GNI

As part of the MONIT infrastructure we have implemented the concept of "GNI" (Generic Notification Infrastructure) and we offer several ways to interact with it.

Once an alert has been submitted to the GNI infrastructure it will arrive to Opensearch and depending on the data, will as well arrive to one of the supported targets.

Document schema

When integrating with GNI, the shaped document will have a set of fields available, based on the integration mechanism the name of the labels to submit might vary, check the supported integrations documentation to get a better understanding on those.

alarm_name: The name of the alarm
alarm_type: The alarm type, possible values:
- app: Default type, used for any alert that's specific to application layer
- hw: Used for alerts related to hardware components (disks, memory modules...)
- os: Used for alerts related to OS (cpu/memory utilisation...)
collectd_namespace: If Collectd generated information about the namespace
correlation: The condition that was met to generate the alarm
description: A more verbose (than summary) description of the alarm
entities: The entity being alarmed, such as hosts, services, etc
metrics: The name of the metrics that triggered the alert
roger_alarmed: The masking of the alert in the Roger service
source: The name of your dataset/producer
status: The alarm state, possible values: OK, WARNING, FAILURE
status_flag: A numeric value for the state: OK -> 1, WARNING -> 0.5, FAILURE -> 0
summary: A short summary of the alarm, if not available the alertname will be used instead
targets: An array with information about where to send the alarm, possible values: snow, email and sms e.g: ["snow"]
troubleshooting: A link providing troubleshooting details

On top of these, there are also target specific fields, these appear in a nested field (i.e: "{snow: {}, email: {}, sms: {}}"):

snow:
- service_element: the SNOW SE of the incident
- functional_element: the SNOW FE of the incident
- assignment_level: the SNOW assignment level of the incident (as an int)
- grouping: (deprecated, use hostgroup_grouping) if the incident should be grouped by hostgroup
- hostgroup_grouping: if the incident should be grouped by hostgroup
- auto_closing: if grouping is disabled, OK alerts automatically close tickets
- notification_type: the alarm type, possible values: app (default), hw, os
- watchlist: String representing a comma separated list of emails that will form the watchlist of the SNOW incident e.g: "email1,email2,..."
email:
- to: the recipient(s) of the email
- cc: the address(es) to include as CC
- bcc: the address(es) to include as BCC
- reply_to: the email to reply to
- send_ok: if enabled, emails will be sent upon receiving OK alarms; defaults to false
sms:
- to: the recipient of the text message in international format (restrained to CERN numbers, i.e. +4175411xxxx)
- send_ok: if enabled, text messages will be sent upon receiving OK alarms; defaults to false

Supported targets

SNOW

It is possible to create ServiceNow incidents from alerts integrated in the MONIT infrastructure.

Ticket formatting

Short Description: summary

Description: Most of the lines will only appear if the linked label is available

  Alarm: *alarm_name*
  Metrics: *metrics*
  Status: *status*
  Entities: *entities**
  Producer: *source*
  Grouping: *Hostgroup if hostgroup_grouping, else Entities*
  Hostgroup: *submitter_hostgroup*
  Collectd namespace: *collectd_namespace*
  *description*

Grouping

All alerts are grouped by default and the infrastructure allows to specify if alerts are grouped by "entity" or "hostgroup". To control this selection please use the snow_hostgroup_grouping parameter.

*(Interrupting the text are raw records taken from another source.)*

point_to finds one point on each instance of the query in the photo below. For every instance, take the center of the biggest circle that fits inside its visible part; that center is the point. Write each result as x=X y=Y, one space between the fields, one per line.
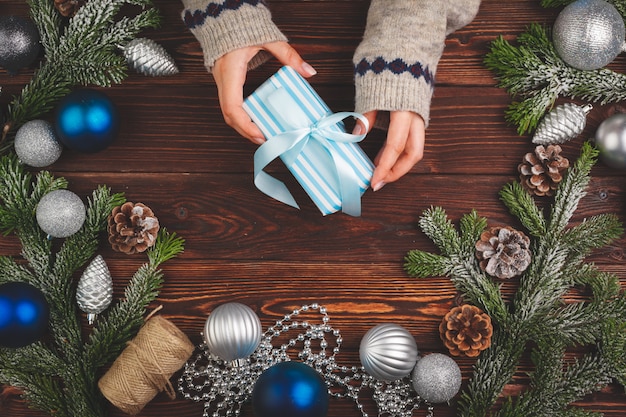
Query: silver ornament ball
x=436 y=378
x=388 y=352
x=36 y=144
x=232 y=331
x=610 y=140
x=60 y=213
x=589 y=34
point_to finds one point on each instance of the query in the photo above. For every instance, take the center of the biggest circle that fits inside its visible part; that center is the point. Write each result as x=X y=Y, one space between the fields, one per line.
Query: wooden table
x=176 y=155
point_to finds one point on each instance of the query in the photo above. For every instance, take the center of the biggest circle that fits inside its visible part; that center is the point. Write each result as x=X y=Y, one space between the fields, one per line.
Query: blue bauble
x=290 y=389
x=87 y=121
x=24 y=314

The grouping of alerts for SNOW follows these rules: * If there is no "hostgroup_grouping" field or is set to false the events will be grouped in an incident by "alarm_name" and "entity". * If there is "hostgroup_grouping" set to true and there is not "submitter_hostgroup" the events will be grouped by "alarm_name" and "entity". * If there is "hostgroup_grouping" set to true and there is "submitter_hostgroup" the events will be grouped by "alarm_name" and "submitter_hostgroup".

Auto closing

Incidents created in SNOW can be closed automatically when and OK event is received matching and open ticket by "alarm_name" and "entity".

These events are only sent to SNOW when the "hostgroup_grouping" option is disabled (set to false). Since it's not possible to know when a ticket containing multiple entities should be closed.

Email

Another supported endpoint for GNI notifications comes in the shape of emails.

Email formatting

Subject: summary on entities

Body: Most of the lines will only appear if the linked label is available

  Exception: *alarm_name*
  Status: *status*
  Entities: *entities**
  Producer: *source*
  Collectd namespace: *collectd_namespace*
  Troubleshooting: *troubleshooting*
  Correlation: *correlation*
  Grouping: *Hostgroup if hostgroup_grouping, else Entities*
  Hostgroup: *submitter_hostgroup*

SMS

Finally we can also forward alerts in the shape of SMS to CERN numbers.

Inhibitions (Roger)

The GNI infrastructure will always check for the status of the alerting entity in Roger. On top if an alert is shipped with roger_alarmed=false all notification endpoints will be ignored and no action will be taken (ticket creation in SNOW for example).

Storages

All alerts integrated using the GNI endpoints will be stored by default in our short term OpenSearch cluster, under the monit_prod_alarm_raw_gni* index pattern.